If you didn’t find the item, or talk to the person that confirms your question, you just have to take a guess. You could try reading the face of the suspect, but it is sometimes a crap shoot. The problem is, curiosity can lead you to a fail state or at the very least leave you feeling like you made a mistake, and the result is, you only ask the questions that you feel you know the truth about.
The game forces you to play it safe because if it wants you to find the info, it will allow you to find it. Just walk around until your controller buzzes. Rotate the object to win.
The criticism I often hear leveled on the game is that after a couple of missions, or cases, the game becomes a boring, monotonous game where you follow the same procedure over and over again, ad-infinitum like a video game version of Law and Order.
Nothing makes you curious in this game after the initial novelty of exploring a crime scene wears away and wear away quick it does, because the illusion of choice goes right out the window once you realize you can only do what the game wants you to do. The world, while seemingly real, is surprisingly free of any kind of life. Exploring it yields no meaningful rewards tangible or otherwise.
Risky behavior leads to possible failure, and the result is that player expression and curiosity is limited due to the expectations the game is placing on the player, not the other way around.

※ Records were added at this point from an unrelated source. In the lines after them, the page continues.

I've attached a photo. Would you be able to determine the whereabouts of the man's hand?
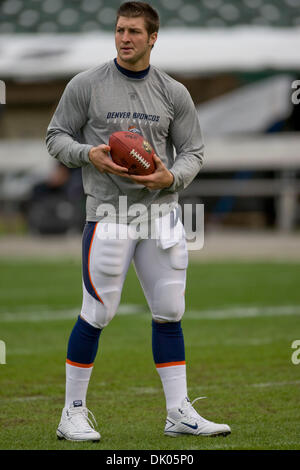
[123,154,174,190]
[89,144,128,176]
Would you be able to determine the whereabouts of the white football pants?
[81,221,188,329]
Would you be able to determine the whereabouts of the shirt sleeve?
[46,76,93,168]
[168,85,204,192]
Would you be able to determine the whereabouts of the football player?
[46,2,230,441]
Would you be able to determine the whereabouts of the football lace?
[130,149,150,169]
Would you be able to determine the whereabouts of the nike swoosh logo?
[181,421,198,429]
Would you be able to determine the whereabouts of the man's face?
[115,16,157,70]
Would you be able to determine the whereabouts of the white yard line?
[0,304,300,323]
[250,380,300,388]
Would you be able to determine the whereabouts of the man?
[46,2,230,441]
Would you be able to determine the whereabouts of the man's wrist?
[166,170,175,189]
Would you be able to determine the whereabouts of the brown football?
[108,131,155,175]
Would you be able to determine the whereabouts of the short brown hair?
[116,2,159,36]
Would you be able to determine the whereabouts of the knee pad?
[81,286,121,329]
[152,280,185,322]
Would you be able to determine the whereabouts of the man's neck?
[114,58,150,78]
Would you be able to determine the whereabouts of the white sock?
[65,363,93,408]
[156,365,187,410]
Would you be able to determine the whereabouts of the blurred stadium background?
[0,0,300,258]
[0,0,300,452]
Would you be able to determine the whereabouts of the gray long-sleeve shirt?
[46,60,203,221]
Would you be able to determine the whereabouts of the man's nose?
[122,31,130,42]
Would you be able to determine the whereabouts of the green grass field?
[0,260,300,450]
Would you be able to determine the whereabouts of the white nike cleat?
[165,397,231,437]
[56,400,100,441]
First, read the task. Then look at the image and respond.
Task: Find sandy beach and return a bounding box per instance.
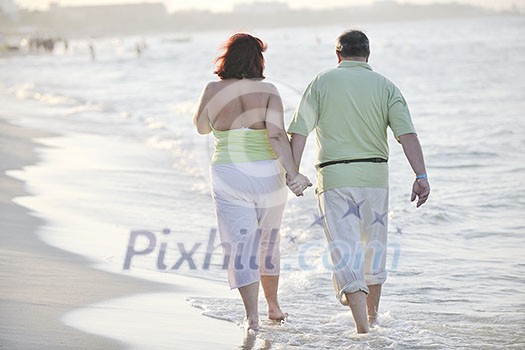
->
[0,119,242,350]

In fact, LA Noire is a prime example of a game’s linearity actively working against its potential. What the system does is make us expect something, and then it repeatedly delivers exactly what we expect and almost never deviates from the formula.
LA Noire rewards the player for their curiosity by allowing them to play more of LA Noire and when they fail they punish the player by making them play… More of LA Noire. A solution to this problem would have been to allow a player to fail and have there be consequences for that failure. The threat of convicting the wrong man, or having a criminal be found not guilty of a crime due to lack of solid evidence, constantly hanging over the player’s head would force the player to become more thorough in their investigations not because they have to in order to move the story forward, but because they want to be a good cop.

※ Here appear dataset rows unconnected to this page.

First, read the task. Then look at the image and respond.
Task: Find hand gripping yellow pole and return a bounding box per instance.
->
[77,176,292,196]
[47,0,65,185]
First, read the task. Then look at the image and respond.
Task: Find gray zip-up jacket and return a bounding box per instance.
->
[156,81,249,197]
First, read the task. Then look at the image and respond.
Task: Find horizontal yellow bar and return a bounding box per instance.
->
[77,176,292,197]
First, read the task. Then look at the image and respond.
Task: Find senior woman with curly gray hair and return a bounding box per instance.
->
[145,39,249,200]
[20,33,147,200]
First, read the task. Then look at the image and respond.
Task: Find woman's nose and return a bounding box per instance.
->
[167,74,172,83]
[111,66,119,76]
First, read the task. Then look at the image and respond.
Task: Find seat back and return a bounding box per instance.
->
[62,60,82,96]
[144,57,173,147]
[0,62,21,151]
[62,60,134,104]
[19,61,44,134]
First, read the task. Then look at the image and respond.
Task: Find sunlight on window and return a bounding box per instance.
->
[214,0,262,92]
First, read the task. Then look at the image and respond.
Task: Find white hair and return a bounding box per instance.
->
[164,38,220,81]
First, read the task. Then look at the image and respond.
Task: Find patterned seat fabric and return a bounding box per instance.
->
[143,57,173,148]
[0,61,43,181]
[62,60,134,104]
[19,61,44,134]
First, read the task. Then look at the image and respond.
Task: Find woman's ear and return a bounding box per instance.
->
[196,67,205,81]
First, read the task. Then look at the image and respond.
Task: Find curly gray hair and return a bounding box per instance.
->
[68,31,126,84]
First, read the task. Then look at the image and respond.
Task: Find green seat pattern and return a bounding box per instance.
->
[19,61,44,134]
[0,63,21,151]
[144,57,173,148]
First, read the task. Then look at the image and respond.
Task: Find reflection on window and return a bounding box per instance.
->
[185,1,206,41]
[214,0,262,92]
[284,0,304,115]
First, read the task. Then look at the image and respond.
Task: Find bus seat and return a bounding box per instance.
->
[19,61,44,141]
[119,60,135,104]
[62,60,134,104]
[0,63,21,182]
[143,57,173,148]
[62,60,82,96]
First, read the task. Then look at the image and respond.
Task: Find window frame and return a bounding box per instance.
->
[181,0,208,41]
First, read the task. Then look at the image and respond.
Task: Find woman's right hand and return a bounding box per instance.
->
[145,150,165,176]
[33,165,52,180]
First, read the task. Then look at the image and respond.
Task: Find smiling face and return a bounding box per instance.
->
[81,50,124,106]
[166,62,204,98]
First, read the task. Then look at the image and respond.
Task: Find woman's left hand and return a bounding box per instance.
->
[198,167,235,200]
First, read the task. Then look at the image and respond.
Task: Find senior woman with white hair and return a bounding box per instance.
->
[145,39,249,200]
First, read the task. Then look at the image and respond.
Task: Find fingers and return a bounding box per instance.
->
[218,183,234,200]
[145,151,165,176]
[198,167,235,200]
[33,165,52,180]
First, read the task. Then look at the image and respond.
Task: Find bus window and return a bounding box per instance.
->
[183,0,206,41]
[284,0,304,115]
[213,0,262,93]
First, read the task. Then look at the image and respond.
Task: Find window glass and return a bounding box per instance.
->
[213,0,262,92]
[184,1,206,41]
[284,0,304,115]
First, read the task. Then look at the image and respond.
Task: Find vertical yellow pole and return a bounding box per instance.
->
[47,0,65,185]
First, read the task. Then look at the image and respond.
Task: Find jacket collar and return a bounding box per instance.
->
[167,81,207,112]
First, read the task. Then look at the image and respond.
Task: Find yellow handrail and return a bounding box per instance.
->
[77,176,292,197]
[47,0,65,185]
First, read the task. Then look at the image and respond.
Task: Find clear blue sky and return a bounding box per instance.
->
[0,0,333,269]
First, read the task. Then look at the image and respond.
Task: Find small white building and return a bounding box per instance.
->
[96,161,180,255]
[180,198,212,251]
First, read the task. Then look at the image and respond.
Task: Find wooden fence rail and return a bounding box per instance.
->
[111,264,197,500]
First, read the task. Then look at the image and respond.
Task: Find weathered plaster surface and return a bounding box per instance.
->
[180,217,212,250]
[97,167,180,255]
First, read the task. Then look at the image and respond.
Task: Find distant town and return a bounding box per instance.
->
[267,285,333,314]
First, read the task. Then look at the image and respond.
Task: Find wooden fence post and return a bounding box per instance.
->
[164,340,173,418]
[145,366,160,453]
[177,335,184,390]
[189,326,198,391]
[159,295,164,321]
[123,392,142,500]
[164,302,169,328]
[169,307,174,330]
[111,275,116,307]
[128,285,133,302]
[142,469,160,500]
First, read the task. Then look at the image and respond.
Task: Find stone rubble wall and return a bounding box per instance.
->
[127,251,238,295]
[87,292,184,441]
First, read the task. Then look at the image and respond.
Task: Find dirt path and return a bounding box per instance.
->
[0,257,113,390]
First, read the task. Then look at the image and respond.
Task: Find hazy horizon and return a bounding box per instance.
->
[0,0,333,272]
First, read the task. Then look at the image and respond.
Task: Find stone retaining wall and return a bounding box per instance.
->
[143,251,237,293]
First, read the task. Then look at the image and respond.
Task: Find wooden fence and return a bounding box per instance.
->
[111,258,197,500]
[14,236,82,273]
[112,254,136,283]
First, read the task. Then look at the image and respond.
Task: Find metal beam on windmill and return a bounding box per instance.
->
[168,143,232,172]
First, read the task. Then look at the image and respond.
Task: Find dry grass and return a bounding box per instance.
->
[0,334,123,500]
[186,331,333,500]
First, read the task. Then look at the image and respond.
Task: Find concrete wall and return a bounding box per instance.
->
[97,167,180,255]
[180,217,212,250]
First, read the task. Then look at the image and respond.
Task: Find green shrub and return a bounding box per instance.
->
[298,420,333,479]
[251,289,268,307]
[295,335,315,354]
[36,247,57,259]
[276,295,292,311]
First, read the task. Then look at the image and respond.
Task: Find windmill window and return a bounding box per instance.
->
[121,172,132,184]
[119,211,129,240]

RESEARCH ABOUT PASSIVITY BECOMING A LEARNED BEHAVIOUR…
There are many ways to inspire curiosity in a player. Some games do it by hiding items in out of the way areas like Baldur’s Gate type games. If you wander away from your objective you may stumble onto an engaging encounter, or you may find yourself a stash of powerful weapons. In games like Dishonored, player curiosity is stoked as much by what is said as by what is not said.
In Dishonored 1 and 2, we are given small glimpses at different worlds, factions, and people’s lives through either cutscenes or through environmental storytelling. Dishonored 2 does a far better job of this in a particularly interesting side area in the mission to cure or assassinate Addermire. In the opening city area is an apartment that has become infested with bloodflies. Through the mechanics of the game we learn that fire is a good way to kill the nests and flies when we throw liquor bottles that burst into flames, trivializing them. Then we learn that dead bodies are great for luring flies away from areas when we witness a nest of flies attack and swarm a dead body on an upper floor of the building.
Then as we explore more, we find that there is a weeper who is responsible for this whole thing that has been cultivating the nests, and taking care of the blood flies. This piques curiosity in the immediate story, but throughout the game, this technique is used to great effect. What isn’t said through environmental story telling is told through the mechanics or through journal entries, letters and books found in the area. None of this is mandatory to the player, all of this is optional and completely missable, and because there is a possibility of missing these details, or just plain missing out on items like bone charms and runes, the chance of missing out and missing out PERMANENTLY entices the player to seek these things out.